Il talento di Mr. Ripley, limpidezza, innocenza e brutalità in unico soggetto – Lyceum
domenica, 19 agosto 2018
Home > Cultura > Cinema > Il talento di Mr. Ripley, limpidezza, innocenza e brutalità in unico soggetto

Il talento di Mr. Ripley, limpidezza, innocenza e brutalità in unico soggetto

Il talento di Mr Ripley venne diretto da Anthony Minghella, ed è tratto dall’omonimo romanzo di Patricia Highsmith. Il film racconta la vicenda di Tom Ripley (Matt Damon), uno studente della classe media che ama imitare conoscenti e celebrità. Un comportamento innocuo e allegro, eccessivamente fiducioso o perfino sprovveduto, un mix di inesperienza e semplicità caratterizzano Tom, all’apparenza. Un giorno sostituisce un amico a una cerimonia, qui fingendosi uno studente di Princeton, inncotra Mr Greenlaf ricco imprenditore; quest’ultimo offre a Tom 1000 dollari per convincere il figlio Dickie (Jude Law), di cui Tom si finge amico e compagno di università, a tornare dall’Italia, dove ha deciso di vivere a spese del padre insieme alla fidanzata Margie. Tom accetta e con la sua personalità ingenua e amabile riesce a conquistare Dickie e Margie (Gwyneth Paltrow), all’oscuro della sua vera identità. I due trascorrono una serena estate a Ischia, immersi nelle tradizione locali e in compagnia di amici del luogo.
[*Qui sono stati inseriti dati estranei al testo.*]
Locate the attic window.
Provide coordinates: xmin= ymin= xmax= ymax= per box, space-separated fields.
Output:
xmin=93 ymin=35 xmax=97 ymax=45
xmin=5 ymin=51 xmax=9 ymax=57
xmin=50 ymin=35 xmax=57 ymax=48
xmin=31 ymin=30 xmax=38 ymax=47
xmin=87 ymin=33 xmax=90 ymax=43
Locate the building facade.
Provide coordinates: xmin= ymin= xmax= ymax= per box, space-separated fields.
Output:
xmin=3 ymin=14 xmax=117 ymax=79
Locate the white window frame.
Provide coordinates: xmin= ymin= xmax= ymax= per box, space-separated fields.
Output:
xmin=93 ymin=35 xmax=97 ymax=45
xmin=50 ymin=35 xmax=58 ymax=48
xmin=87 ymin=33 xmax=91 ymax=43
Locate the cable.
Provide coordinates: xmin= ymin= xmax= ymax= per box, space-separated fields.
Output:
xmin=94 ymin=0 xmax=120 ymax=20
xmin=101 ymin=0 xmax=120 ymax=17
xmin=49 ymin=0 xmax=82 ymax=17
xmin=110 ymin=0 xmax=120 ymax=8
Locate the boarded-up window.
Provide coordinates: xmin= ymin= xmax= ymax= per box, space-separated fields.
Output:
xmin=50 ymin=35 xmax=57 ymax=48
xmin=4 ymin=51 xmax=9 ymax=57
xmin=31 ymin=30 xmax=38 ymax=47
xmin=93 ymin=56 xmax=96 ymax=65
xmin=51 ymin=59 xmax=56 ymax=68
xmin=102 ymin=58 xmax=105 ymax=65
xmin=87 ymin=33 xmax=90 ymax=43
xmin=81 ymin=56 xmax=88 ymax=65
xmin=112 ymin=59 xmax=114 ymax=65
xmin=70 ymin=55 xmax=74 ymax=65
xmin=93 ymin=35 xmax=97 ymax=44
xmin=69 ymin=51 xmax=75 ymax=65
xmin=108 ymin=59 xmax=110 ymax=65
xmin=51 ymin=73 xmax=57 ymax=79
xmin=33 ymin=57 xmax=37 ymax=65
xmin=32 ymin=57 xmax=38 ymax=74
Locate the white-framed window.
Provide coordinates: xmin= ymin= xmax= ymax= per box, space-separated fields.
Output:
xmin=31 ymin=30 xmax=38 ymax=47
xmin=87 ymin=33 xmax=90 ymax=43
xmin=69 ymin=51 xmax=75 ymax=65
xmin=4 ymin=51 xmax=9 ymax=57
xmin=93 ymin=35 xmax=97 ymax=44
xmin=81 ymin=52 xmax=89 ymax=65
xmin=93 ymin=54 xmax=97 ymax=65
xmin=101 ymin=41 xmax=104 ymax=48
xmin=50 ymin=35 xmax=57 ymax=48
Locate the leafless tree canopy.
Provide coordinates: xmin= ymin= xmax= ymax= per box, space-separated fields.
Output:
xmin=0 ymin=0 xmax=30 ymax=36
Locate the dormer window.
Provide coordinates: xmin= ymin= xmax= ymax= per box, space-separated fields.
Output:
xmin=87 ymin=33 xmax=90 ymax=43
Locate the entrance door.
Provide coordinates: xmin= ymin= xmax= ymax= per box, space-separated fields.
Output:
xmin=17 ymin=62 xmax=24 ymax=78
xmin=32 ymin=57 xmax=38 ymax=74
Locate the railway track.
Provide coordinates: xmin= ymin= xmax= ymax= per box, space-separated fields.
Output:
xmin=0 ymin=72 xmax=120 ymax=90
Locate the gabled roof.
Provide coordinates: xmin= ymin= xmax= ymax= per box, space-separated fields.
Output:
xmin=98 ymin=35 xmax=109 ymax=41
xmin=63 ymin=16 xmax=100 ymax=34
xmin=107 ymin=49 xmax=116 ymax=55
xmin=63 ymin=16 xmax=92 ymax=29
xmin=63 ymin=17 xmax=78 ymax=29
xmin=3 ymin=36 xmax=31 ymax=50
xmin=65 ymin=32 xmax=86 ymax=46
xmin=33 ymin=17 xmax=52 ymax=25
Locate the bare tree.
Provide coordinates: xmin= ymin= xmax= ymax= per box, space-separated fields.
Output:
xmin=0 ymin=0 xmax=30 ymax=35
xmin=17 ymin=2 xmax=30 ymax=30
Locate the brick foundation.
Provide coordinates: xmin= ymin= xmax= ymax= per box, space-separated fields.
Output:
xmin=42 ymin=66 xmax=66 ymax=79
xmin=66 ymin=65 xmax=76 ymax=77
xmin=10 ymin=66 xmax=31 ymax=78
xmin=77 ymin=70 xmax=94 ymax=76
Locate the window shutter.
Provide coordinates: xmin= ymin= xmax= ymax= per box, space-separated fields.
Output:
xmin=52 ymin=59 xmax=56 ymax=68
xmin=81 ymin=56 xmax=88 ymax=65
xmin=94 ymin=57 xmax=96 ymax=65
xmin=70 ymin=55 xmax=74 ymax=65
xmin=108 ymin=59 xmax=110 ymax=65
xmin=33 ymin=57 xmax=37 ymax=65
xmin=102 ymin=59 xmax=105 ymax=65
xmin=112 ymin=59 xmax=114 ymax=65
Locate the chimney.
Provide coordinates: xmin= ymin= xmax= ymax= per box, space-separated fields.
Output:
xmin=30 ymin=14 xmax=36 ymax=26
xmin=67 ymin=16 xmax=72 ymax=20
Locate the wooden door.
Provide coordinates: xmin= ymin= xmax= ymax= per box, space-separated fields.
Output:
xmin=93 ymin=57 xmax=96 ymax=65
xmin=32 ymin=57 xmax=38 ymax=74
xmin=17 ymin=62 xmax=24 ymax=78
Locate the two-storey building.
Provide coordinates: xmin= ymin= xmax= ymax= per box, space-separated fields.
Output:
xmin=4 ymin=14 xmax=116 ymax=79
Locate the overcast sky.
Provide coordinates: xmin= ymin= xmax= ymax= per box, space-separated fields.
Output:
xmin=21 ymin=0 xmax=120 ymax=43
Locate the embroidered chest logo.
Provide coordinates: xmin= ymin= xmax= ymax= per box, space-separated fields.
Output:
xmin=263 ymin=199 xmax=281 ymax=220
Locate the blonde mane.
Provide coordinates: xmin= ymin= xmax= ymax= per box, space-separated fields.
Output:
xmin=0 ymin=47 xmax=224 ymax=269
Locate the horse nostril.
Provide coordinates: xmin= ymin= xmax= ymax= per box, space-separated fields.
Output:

                                                            

Tutto procede per il meglio fino a quando Tom non uccide Dickie, ruba la sua identità, e uccide Freddy, amico di Dicky e Peter, il musicista di cui si innamora. Ripley si dimostra un personaggio oscuro, turbato nell’intimo dal bisogno di conquistare e affascinare a ogni costo, è per questo che dopo una lite si scaglia contro Dickie, il quale gli aveva espressamente chiesto di non rimanere un giorno in più in casa loro, avendo scoperto in Ripley qualcosa di profondamente sbagliato.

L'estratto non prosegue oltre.